My partner Diana and I came to Grenada this year for the ninth time. I planned to work on a novel and do some painting, but the very first day my typewriter broke down and somehow the tops wouldn’t come off the tubes of acrylics. Diana led the way to the beach. We kept up with news haphazardly, but noticed the 38th Independence Day last month, when Prime Minister Tillman (‘Uncle Tilly’) Thomas’s optimistic rhetoric was rich in metaphors: ‘Stand together, shoulder to shoulder, and with hands to the wheel, let us build together.’ He promised that his followers could ‘leapfrog pitfalls’. He needed all the optimism he could muster, because a general election is not far off, and Grenada is suffering economically. Tourism is down (Britain’s high tax on long-haul aviation is a handicap); unemployment is up to 30 per cent. Taiwan is dunning Grenada for a crippling old debt. Britain has closed its Grenadian consulate, so applicants for visas have to go to Barbados. Grenada is proud of its Arawak-Carib-Franco-British-African heritage. Independence now can feel lonely. The Queen’s portrait adorns the banknotes and coins of the Eastern Caribbean dollar. But it seemed it might be comforting to to have a specific reminder that Grenada is a member of the Commonwealth.

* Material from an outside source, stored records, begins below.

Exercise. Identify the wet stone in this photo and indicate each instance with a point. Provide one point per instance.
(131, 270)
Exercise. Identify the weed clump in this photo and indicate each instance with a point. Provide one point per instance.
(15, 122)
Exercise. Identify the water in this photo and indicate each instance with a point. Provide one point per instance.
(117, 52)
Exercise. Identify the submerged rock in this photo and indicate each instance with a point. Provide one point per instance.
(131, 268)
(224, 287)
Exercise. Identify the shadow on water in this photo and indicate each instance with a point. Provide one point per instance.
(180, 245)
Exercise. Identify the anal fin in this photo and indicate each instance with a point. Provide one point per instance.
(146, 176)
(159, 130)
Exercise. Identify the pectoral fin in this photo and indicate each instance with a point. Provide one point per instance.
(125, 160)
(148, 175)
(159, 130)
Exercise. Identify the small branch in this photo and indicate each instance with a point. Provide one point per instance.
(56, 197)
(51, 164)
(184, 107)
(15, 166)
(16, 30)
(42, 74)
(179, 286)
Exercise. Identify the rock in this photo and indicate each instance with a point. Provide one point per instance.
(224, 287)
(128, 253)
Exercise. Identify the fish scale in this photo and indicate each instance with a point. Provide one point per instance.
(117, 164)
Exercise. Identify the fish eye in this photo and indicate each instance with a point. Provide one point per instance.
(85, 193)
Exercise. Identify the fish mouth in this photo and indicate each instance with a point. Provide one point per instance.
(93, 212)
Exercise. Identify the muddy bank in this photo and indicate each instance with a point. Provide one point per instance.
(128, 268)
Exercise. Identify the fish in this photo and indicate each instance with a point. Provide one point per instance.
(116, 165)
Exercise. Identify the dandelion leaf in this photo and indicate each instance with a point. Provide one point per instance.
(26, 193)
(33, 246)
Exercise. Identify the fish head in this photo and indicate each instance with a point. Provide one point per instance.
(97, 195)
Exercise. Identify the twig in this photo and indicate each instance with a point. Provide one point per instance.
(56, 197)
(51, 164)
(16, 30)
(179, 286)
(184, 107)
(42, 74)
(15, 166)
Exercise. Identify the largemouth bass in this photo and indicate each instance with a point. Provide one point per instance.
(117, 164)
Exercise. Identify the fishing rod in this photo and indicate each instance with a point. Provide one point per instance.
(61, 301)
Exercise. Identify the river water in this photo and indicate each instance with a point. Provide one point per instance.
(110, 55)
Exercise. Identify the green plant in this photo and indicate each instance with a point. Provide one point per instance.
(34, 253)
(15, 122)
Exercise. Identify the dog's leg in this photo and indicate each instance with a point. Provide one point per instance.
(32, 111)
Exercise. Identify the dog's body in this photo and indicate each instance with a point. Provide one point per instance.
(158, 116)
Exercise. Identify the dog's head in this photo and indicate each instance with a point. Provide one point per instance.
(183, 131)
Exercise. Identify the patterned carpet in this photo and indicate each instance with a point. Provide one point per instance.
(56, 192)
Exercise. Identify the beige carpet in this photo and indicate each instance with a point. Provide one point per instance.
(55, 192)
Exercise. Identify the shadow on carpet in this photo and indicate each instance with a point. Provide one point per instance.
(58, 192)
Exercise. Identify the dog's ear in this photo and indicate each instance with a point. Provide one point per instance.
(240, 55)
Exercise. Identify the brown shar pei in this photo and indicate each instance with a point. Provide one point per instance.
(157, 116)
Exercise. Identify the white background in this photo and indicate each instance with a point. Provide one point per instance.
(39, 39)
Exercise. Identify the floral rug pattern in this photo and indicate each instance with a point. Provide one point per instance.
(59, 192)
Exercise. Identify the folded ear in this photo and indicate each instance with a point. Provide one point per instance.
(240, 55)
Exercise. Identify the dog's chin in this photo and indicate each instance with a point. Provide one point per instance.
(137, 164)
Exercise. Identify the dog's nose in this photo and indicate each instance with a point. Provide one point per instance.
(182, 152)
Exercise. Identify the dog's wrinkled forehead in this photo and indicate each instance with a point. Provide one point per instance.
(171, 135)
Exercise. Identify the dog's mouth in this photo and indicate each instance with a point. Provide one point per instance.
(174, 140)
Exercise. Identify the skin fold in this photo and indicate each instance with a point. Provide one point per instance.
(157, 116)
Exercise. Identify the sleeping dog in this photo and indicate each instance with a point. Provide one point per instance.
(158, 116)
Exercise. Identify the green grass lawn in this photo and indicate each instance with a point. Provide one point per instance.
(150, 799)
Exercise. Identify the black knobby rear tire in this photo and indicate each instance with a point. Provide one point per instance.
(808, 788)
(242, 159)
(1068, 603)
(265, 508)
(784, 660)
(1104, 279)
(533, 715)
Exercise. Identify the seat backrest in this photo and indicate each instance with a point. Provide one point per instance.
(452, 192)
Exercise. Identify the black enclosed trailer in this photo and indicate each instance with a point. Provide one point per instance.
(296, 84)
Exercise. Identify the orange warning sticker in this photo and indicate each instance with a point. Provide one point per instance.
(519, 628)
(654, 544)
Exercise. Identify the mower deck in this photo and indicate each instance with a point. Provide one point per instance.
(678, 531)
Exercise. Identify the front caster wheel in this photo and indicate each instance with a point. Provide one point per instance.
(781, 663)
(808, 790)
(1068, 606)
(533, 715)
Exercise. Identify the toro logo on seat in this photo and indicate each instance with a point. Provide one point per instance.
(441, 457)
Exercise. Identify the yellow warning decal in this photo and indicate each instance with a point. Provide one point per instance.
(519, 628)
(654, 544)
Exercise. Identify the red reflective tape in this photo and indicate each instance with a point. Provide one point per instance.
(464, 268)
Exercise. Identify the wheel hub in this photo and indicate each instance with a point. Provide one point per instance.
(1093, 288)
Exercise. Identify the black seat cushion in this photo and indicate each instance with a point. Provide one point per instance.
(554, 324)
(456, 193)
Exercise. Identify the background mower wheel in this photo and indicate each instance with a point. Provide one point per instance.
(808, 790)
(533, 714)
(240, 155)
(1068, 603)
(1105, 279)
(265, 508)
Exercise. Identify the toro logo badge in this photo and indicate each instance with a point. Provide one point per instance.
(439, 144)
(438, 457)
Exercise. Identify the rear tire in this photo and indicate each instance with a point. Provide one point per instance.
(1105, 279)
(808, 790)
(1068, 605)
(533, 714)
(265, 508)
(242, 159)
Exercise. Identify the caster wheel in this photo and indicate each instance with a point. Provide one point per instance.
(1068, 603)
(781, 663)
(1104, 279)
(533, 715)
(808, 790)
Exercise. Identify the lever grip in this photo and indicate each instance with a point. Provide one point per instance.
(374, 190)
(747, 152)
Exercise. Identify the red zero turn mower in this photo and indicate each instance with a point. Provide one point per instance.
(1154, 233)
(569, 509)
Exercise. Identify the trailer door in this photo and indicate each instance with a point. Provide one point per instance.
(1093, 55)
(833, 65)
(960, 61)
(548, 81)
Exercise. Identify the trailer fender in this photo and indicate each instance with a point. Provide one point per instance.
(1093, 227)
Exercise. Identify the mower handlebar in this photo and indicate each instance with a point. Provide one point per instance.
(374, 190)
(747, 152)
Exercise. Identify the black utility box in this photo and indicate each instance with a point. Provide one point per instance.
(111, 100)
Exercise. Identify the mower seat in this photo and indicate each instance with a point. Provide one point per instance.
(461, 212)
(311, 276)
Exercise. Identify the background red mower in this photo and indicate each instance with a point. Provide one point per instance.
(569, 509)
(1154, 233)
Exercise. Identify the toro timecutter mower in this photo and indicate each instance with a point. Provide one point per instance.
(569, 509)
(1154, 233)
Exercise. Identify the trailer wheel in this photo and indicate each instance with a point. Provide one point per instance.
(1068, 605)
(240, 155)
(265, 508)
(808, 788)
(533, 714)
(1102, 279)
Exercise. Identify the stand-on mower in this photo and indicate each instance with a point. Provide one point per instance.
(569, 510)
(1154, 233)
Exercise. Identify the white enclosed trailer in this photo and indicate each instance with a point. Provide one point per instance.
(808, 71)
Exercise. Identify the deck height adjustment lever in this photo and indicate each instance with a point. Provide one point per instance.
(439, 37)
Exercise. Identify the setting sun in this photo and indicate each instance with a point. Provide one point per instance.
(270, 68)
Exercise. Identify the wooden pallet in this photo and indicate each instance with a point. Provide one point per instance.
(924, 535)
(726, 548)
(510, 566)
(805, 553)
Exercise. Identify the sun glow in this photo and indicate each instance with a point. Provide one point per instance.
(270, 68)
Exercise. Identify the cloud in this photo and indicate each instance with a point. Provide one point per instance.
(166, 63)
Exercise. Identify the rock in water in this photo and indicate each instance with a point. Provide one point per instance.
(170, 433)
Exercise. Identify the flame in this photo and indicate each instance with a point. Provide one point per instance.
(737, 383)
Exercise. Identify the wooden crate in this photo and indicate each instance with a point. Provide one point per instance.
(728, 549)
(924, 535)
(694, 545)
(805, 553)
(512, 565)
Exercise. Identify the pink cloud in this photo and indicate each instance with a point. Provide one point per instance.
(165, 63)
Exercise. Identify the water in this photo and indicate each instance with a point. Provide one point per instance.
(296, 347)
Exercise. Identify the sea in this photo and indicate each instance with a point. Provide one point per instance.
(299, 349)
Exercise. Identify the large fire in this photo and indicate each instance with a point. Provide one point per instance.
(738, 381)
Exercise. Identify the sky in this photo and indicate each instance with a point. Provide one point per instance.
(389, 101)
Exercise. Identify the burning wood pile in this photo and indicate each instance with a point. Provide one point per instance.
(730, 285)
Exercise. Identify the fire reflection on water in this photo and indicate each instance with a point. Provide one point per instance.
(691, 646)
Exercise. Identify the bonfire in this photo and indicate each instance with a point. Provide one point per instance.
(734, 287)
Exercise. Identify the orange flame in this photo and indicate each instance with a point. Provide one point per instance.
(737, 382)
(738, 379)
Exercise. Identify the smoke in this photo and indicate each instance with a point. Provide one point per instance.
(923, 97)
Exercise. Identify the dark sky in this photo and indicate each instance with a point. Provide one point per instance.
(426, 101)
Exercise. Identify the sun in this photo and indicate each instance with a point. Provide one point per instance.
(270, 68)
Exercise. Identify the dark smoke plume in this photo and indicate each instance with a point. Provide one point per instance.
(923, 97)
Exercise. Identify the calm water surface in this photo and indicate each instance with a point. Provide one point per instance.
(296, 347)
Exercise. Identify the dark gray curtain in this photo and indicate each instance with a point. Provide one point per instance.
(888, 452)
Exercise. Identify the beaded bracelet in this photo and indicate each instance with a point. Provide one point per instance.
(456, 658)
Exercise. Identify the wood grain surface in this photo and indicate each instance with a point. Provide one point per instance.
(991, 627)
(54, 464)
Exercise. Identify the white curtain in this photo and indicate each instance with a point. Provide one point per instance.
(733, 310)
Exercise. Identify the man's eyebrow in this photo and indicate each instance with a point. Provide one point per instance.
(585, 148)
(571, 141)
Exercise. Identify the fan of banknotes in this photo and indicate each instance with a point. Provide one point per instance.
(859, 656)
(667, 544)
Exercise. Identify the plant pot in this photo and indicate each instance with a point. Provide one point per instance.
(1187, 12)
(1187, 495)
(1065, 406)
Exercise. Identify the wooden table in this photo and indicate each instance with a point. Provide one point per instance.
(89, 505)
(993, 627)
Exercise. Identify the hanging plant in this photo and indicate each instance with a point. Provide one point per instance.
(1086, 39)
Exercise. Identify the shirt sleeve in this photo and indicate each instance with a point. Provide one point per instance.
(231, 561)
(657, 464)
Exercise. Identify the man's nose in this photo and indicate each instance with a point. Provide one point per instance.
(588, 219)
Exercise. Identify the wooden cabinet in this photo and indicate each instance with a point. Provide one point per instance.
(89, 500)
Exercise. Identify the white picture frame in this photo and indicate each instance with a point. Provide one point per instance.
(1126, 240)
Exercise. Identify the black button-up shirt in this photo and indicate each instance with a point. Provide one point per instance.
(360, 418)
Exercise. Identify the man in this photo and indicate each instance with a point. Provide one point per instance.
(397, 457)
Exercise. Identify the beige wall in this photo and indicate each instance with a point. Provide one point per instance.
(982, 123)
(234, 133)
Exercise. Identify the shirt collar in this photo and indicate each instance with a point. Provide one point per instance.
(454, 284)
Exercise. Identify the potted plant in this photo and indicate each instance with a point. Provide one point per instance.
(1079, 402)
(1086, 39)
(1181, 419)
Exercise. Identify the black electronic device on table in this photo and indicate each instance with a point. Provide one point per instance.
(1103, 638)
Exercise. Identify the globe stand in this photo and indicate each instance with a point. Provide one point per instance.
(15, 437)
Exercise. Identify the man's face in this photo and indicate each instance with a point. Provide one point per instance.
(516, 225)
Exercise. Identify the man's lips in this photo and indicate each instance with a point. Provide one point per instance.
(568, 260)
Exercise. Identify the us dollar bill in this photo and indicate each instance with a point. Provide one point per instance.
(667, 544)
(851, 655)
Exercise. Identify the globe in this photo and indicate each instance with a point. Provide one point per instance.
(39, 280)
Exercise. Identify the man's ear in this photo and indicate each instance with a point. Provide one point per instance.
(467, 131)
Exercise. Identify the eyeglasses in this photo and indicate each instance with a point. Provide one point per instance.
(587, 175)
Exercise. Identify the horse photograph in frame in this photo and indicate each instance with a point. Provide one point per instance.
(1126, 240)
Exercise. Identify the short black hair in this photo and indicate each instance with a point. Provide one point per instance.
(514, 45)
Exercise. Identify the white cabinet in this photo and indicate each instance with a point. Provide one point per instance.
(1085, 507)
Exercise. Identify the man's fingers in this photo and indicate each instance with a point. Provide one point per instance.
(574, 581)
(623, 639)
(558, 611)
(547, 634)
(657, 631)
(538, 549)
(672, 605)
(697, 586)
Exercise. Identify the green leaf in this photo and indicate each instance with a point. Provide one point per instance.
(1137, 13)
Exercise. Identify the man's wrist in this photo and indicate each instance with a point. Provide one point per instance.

Then a reminder came. From the breakfast table on our hotel balcony overlooking Grand Anse and part of St George’s, the capital and principal harbour of Grenada, we saw HMS Fort Rosalie, a 23,384-ton Fleet Auxiliary vessel, in the berth usually occupied by one of those enormous cruise ships that look like Miami Beach hotels afloat. The Fort Rosalie can be described as only relatively rakish, but battleship-grey made a welcome change. She brought the royal family’s roving ambassador to the Eastern Caribbean to help a dozen former British colonial islands celebrate his mother’s Diamond Jubilee. HRH Prince Edward, the Earl of Wessex, at the age of 47, was a debonair Bertie-Woosterish figure in a panama hat. He was accompanied by his lissom blonde wife, Princess Sophie (ex-public relations), who was wearing a black and white dress of a pattern resembling first world war dazzle camouflage.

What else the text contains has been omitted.